| HN Mirror

Y	Hacker News new \| ask \| show \| jobs

by quapster 152 days ago

Joins are where the abstraction leak between “relational algebra” and “physics of the cluster” becomes impossible to ignore.

On paper, join order is a combinatorial search over equivalent expressions. In reality, you’re optimizing over three very non-relational constraints: data distribution (where bytes actually live), cardinality estimation (how wrong your stats are), and memory/network contention (what everyone else is running). That’s why so many OLAP setups quietly give up and denormalize: not because joins are conceptually hard, but because getting good enough plans under bad stats and skewed data is brutally hard and very user-visible when it fails.

What’s interesting about systems like StarRocks, ClickHouse, DuckDB, etc is that they’re implicitly making a bet: “we can push the optimizer and execution engine far enough that normalized schemas become operationally cheaper than the hacks (wide tables, pre-joined materializations, bespoke streaming DAGs).” If that bet holds, the real win isn’t just faster joins, it’s shifting complexity back from application-specific pipelines into a general-purpose optimizer that can be improved once and benefit everyone.
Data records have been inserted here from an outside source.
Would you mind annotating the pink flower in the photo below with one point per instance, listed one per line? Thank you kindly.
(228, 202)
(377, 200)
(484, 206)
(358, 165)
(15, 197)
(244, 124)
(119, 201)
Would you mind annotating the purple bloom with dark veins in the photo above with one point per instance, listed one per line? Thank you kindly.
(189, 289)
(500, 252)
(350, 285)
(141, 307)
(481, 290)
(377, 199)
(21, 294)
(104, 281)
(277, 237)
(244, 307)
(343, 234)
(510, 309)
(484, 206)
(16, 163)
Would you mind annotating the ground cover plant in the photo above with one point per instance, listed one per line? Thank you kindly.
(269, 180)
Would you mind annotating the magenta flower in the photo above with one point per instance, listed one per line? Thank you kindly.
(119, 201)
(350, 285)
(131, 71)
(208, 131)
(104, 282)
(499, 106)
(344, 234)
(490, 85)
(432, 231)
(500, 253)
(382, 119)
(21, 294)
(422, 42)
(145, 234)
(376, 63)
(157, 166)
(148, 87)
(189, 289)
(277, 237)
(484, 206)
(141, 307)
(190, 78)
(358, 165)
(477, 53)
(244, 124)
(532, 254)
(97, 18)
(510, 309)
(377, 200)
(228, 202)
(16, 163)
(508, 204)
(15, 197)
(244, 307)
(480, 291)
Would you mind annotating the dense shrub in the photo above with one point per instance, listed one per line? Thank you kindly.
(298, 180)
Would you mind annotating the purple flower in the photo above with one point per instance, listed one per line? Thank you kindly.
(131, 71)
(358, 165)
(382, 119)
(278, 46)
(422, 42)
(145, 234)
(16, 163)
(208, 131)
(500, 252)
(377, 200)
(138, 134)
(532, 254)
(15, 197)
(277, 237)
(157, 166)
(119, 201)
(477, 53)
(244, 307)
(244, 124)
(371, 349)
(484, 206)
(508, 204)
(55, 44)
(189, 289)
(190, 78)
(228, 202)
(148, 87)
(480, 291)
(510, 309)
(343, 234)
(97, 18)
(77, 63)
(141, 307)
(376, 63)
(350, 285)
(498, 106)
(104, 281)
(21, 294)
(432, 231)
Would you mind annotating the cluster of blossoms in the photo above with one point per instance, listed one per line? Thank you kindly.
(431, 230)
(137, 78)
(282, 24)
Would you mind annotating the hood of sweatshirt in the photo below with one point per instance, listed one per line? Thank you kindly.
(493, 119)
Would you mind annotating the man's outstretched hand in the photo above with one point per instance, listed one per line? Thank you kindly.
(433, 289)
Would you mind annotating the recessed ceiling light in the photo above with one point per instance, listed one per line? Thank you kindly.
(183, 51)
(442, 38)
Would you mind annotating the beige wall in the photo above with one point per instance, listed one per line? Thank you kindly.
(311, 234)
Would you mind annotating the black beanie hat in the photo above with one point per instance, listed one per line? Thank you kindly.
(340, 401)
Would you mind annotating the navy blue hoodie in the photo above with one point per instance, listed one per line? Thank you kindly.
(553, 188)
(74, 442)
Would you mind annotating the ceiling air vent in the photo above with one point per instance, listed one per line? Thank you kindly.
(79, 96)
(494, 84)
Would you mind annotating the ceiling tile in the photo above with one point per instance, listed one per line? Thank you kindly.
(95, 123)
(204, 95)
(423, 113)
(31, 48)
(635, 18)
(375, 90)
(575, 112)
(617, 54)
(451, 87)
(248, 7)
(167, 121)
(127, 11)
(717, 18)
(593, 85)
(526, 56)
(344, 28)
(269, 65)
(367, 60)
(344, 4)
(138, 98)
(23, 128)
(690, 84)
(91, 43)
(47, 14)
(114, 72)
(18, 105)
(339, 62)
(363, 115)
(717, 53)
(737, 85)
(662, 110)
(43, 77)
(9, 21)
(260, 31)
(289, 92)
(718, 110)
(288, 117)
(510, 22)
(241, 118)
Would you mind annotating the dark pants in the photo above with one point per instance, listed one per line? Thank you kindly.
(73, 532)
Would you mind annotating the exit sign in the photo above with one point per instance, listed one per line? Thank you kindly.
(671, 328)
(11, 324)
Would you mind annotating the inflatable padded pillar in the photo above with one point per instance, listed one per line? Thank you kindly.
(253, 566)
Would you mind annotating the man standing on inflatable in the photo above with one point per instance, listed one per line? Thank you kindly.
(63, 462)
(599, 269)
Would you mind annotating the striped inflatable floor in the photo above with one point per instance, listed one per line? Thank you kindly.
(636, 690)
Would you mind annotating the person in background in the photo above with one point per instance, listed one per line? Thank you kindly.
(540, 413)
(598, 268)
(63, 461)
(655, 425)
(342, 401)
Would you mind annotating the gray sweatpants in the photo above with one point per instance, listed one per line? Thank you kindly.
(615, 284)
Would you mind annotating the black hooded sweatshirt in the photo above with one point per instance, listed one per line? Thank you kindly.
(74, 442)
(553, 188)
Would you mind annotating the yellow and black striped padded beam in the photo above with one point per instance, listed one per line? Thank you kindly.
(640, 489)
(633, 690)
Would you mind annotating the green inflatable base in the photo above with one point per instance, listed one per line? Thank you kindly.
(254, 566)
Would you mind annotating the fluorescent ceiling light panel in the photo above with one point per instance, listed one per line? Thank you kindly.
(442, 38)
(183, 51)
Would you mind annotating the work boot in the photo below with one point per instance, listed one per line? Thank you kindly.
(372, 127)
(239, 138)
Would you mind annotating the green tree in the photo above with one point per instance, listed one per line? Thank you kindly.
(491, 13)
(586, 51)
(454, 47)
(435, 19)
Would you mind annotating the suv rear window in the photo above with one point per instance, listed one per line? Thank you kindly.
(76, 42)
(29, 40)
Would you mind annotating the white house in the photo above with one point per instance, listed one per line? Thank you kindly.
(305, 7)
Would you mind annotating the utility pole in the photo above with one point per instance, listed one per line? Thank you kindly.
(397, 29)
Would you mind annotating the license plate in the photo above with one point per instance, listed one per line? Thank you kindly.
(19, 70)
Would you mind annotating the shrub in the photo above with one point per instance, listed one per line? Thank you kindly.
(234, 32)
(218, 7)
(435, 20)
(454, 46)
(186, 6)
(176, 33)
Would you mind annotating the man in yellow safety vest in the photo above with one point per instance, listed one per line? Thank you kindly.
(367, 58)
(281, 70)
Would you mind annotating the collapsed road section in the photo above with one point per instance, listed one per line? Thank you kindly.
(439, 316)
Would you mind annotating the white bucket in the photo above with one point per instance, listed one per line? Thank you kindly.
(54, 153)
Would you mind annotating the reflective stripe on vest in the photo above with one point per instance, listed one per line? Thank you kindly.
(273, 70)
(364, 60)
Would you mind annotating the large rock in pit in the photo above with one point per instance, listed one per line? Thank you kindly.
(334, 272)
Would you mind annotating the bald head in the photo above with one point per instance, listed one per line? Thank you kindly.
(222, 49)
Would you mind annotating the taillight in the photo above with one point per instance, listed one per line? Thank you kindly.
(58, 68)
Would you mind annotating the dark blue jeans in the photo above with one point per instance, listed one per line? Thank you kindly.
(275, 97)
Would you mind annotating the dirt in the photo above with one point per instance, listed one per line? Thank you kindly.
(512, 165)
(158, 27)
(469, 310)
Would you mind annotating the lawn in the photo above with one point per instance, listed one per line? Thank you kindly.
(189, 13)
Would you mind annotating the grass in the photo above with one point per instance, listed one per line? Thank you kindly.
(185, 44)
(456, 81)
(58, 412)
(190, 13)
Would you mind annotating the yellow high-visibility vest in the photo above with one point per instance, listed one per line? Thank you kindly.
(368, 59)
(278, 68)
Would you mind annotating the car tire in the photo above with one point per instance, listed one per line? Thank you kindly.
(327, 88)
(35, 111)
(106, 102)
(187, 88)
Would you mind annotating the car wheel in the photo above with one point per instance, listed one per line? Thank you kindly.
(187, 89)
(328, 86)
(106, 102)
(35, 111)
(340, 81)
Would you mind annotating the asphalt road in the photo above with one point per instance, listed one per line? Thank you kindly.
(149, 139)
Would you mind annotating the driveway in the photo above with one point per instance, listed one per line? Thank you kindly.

The irony is that the more powerful the optimizer, the more your “logical” schema becomes a performance API surface. A small change in constraints, stats collection, or distribution keys can be worth more than any new feature, but it’s also harder to reason about than “this table is pre-joined.” So we’re trading one kind of complexity (manual denormalization and backfills) for another (making the cost model and distribution-aware planner smart enough to not shoot you in the foot).